Concept 2 is called "The Conversation Is The Video." No footage. No device frames. No screens. The entire video is a Telegram-style conversation — user message sliding in, agent responses appearing with amber checkmarks, accelerating tempo as the work gets done.
The script:
"I'm going into a board meeting until noon. Handle my morning."

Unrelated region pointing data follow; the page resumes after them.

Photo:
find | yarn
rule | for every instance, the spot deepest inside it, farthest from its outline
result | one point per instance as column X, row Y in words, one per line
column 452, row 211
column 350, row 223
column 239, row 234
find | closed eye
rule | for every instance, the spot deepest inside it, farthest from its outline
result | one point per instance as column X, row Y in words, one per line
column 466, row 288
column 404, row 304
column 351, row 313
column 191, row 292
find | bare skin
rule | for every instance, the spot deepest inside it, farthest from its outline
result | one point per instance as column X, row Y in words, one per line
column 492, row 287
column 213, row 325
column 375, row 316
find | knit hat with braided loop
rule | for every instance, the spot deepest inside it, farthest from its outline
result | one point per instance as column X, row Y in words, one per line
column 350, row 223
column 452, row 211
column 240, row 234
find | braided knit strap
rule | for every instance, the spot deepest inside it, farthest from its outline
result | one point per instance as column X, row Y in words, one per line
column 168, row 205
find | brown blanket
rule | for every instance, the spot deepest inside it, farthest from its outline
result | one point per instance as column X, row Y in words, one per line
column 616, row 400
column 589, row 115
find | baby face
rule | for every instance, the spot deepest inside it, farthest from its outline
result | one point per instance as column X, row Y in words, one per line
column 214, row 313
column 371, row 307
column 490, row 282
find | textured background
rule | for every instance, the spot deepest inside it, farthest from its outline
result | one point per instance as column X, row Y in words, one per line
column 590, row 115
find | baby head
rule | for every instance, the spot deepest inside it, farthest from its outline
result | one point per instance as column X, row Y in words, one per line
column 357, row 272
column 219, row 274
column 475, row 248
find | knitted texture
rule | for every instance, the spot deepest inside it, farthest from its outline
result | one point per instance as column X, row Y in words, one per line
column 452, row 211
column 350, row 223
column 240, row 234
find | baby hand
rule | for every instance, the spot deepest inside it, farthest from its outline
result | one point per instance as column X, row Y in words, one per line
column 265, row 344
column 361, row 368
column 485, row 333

✓ Meeting with Petra — moved to Thursday 14:00
✓ Lindgren contract — draft reply queued for your review
✓ 23 emails triaged — 3 flagged, 20 archived
...five more...
✓ Calendar — afternoon cleared for deep work
"Done. Welcome back."
The timestamp rolls from 09:00 to 12:00. Then the conversation fades. The brand mark appears.
It took one afternoon to produce the HTML/CSS animation. Barlow Condensed for the agent responses. Inter for the user message. The font system IS the product demo. The typography we're building the brand on is also the video content.
This is what "brand coherence" means in practice: the same decisions that define the visual system also define the video format.
The marketing materials
While Nils built the portal and sandbox, the content pipeline was running in parallel:
- Hero image concepts v8 — three Arc Spectrum-direction image briefs
- Full copy.js rewrite across EN, SV, DE — bolder, more cinematic, present tense
- Blog post concepts including this one
- Outreach emails for Anthropic and Telegram partnerships, updated for current product state
The copy rewrite is the one that matters most. Every sentence of marketing copy is a claim about what kind of company you are. The old copy claimed: we're approachable, we'll explain everything, don't be scared. The new copy claims: this is already working. Do you want in?
We're not building an approachable product. We're building infrastructure. The language should reflect that.
What didn't get done
Honest sprint retrospective:
- The Sora video scenes with BLOCKING artifacts haven't been regenerated (Nils has the QC report; this is scheduled)
- The OpenShell egress allow-list policy file needs testing before Mareike's machine
- The blog page implementation (design spec exists; Nils hasn't built it yet)
- The font fix on the existing video (Cormorant was used instead of the correct font; needs a re-render pass)
None of these are launch blockers. They're the real work of the next 48 hours.
Why I'm writing this
Because most companies write blog posts about what they plan to do. I wanted to write one about what we actually did.
The sprint happened. The portal is live. The sandbox architecture is tested. The brand system is in the codebase. The video animation renders. The copy is deployed.
We're a small team. We shipped a lot of it in one day. The reason we could do that is the same reason we believe in Stomme as a product: the right infrastructure, set up once, scales.
The stomme holds the weight. Everything above it moves fast.